8 września 2016, 05:34
Sama jestem straszną choleryczką, która na dodatek uważa ekspresyjne wyrzucanie z siebie negatywnych emocji za zdrowe.
Nie wyobrażam sobie kumulować w sobie złości, ani tym bardziej magicznej zmiany charakteru.
Bardzo możliwe, że Twój facet to taki typ człowieka. Albo CI to pasuje, albo nie. Dodam, że osobiście mam szansę na szczęśliwe życie i długoletnią przyjaźń tylko i wyłącznie z osobami nieprawdopodobnie spokojnymi. które potrafią dać mi się wykrzyczeć.
WAŻNE! Moje napady złości dotyczą sytuacji lub obcych ludzi. Nie niszczę przedmiotów. Nie atakuję bliskich. Poza tym jestem kochana i troskliwa, więc protestuję przeciwko nazywaniu związków z cholerykami "bagienkiem" i wyjeżdżaniu z rujnowaniem sobie życia. Uważam, że to durna i...histeryczna przesada. Wszystko zależy od pozostałych aspektów. Od razu dodam - nie śledziłam innych wpisów Autorki.
Edytowany przez EgyptianCat 8 września 2016, 05:35
8 września 2016, 06:56
miałam taki problem, ale nie z chłopakiem. z tego co piszesz wnioskuję - jest uzależniony. jeśli napady złości są takie jak opisałaś - a głównie śmieszne powody - to tak. to wina marihuanny. w sytuacjach stresowych najchętniej by zapalił, uspokoił się i by przeszło. spróbuj go podejść i kiedy nadejdzie taka sytuacja, że będzie wkurzony powiedz wprost: zapal sobie, przejdzie Ci. obserwuj reakcje. jeśli pali od 16 roku życia to masakra. powinien odstawić to. nawet jeśli nie pali 2 tygodnie jak mówisz - to pali, ale bez Twojej wiedzy :)
nie zgodzi się- uciekaj.
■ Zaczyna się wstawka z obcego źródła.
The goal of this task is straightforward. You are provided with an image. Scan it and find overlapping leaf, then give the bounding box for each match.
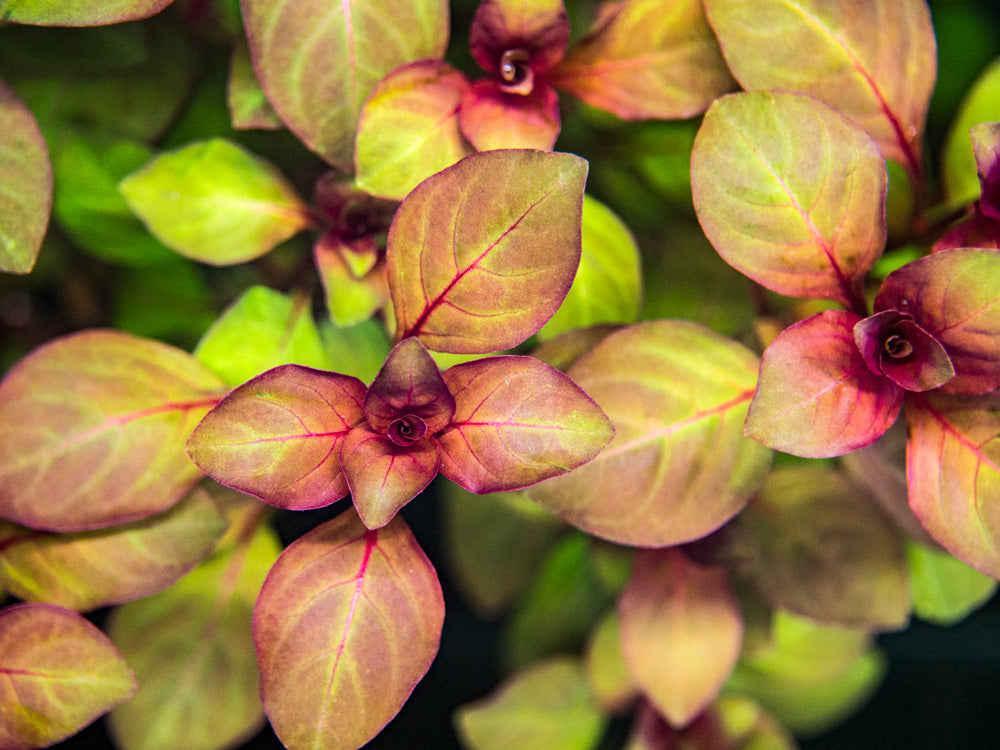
[691,92,887,311]
[528,320,771,546]
[387,150,587,354]
[0,330,223,531]
[254,511,444,750]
On będzie uzależniony od jarania, Ty jak głupia- od Niego. to toksyczne.
8 września 2016, 06:59
Sama jestem straszną choleryczką, która na dodatek uważa ekspresyjne wyrzucanie z siebie negatywnych emocji za zdrowe.
8 września 2016, 08:40
Wiem,ze nie pali, wiem ze potrafi nie palic dlugo. Nie musi mnie wielce oklamywac nawet jakby chcial i nie robi tego. Jest uczciwy,
To nie jest tak, ze tylko jaranie sie dla niego liczy, to dodatek, nie urywa sie ze smyczy w ten sposob.
A poza tym nie prosilam o opinie zwiazku tylko jednej kwestii...Tak sie sklada, ze ja robie dla siebie wiele od pewnego czasu, chodze na terapie i jestem pelna nadzieji,ze moge tworzyc zdrowy zwiazek...Czy z tym FACETEM,czy z innym, nieistotne - moj wybor.